The number of workers monitored in California remains unknown, as employers are not required to report this information.

“The fact that we are not able to identify the frequency of these technologies or their impact on workers is in fact a very telling symptom of the problem,” said Annette Bernhardt, director of the Technology and Work program at Labour. ‘UC Berkeley. Center.

“These systems are literally a black box for workers and decision-makers, as well as researchers.”

AB 1651 would require employers and suppliers to be transparent about these systems by requiring them to perform “impact assessments” on any algorithmic or worker tracking systems before using them and submit these reports to the Development Agency labor and manpower for review.

Additionally, the state labor commissioner would create an advisory committee by next March to recommend the best — and least harmful — uses of data-driven technology in the workplace.

Workers could file complaints with the agency and bring civil action against employers who violate the bill’s standards.

Kalra’s bill is backed by unions, but he says he expects some pushback from conservatives in the legislature, corporate lobby groups and sellers of productivity products and monitoring in the workplace.

The California Chamber of Commerce has been in contact with the California Federation of Labor about the bill, but has yet to see the final proposal, said Ronak Daylami, the group’s privacy policy advocate. companies.
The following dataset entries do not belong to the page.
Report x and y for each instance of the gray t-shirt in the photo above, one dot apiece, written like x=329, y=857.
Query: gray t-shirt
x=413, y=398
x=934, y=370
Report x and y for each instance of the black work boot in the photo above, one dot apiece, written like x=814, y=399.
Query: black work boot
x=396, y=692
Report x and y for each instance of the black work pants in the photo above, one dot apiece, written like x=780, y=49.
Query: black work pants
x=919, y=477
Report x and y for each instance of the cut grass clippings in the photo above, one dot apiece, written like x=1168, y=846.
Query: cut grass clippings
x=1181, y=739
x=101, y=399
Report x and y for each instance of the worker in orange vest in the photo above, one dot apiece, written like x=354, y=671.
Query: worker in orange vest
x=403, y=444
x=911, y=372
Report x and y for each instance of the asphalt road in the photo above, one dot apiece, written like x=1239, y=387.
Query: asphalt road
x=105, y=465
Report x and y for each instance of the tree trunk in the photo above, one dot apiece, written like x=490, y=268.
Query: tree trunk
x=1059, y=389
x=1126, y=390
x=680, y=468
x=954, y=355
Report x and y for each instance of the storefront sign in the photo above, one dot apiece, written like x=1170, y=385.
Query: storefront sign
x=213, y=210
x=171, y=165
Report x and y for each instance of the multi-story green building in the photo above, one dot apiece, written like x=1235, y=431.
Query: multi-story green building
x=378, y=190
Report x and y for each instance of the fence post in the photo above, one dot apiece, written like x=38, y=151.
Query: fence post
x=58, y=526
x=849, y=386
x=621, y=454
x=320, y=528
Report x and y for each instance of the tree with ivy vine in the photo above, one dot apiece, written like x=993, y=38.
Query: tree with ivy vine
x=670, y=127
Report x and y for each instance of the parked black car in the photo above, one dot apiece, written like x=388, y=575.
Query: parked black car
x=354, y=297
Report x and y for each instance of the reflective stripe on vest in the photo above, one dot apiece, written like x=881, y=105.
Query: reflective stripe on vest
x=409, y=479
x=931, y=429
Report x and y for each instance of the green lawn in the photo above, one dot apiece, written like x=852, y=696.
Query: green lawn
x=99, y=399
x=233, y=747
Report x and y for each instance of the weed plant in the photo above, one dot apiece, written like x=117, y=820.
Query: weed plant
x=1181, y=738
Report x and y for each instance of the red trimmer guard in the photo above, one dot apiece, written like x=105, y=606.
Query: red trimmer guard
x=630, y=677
“However, as the pandemic has adapted the way we work, new technologies have developed to help employees and employers operate more flexibly and efficiently,” she wrote in an email. “We want to make sure we don’t stifle this innovation as our economy continues to recover.”

If the bill is successful, it would be one of the sweeping worker surveillance laws in the country, supporters said.

Next month, New York will join Connecticut and Delaware in simply requiring employers to disclose electronic monitoring to their workers. New York law will apply to workers hired on or after May 7. None of the laws enacted in these states give workers the right to review and correct data created about them.

Kalra’s bill is part of a number of efforts across the state to strengthen worker protections and limit the use of facial recognition technology, which studies have found disproportionately discriminates against workers. women and people of color.

“There is no doubt in my mind that these technologies are rapidly becoming the backbone of how employers organize work and production,” Bernhardt said. “So we have to ask ourselves, will these technologies be used to benefit workers and help them thrive in their jobs or will they be used to intensify workloads and rob workers of their autonomy and dignity?”

Last year, Newsom signed AB 701 in the law. The measure, which was backed by Kalra, now requires warehouse employers to disclose productivity quotas and work speed data to workers, and prohibits any quota that penalizes workers for taking breaks or using the restroom.

This article is part of the California Division project, a collaboration between newsrooms examining income inequality and economic survival in California.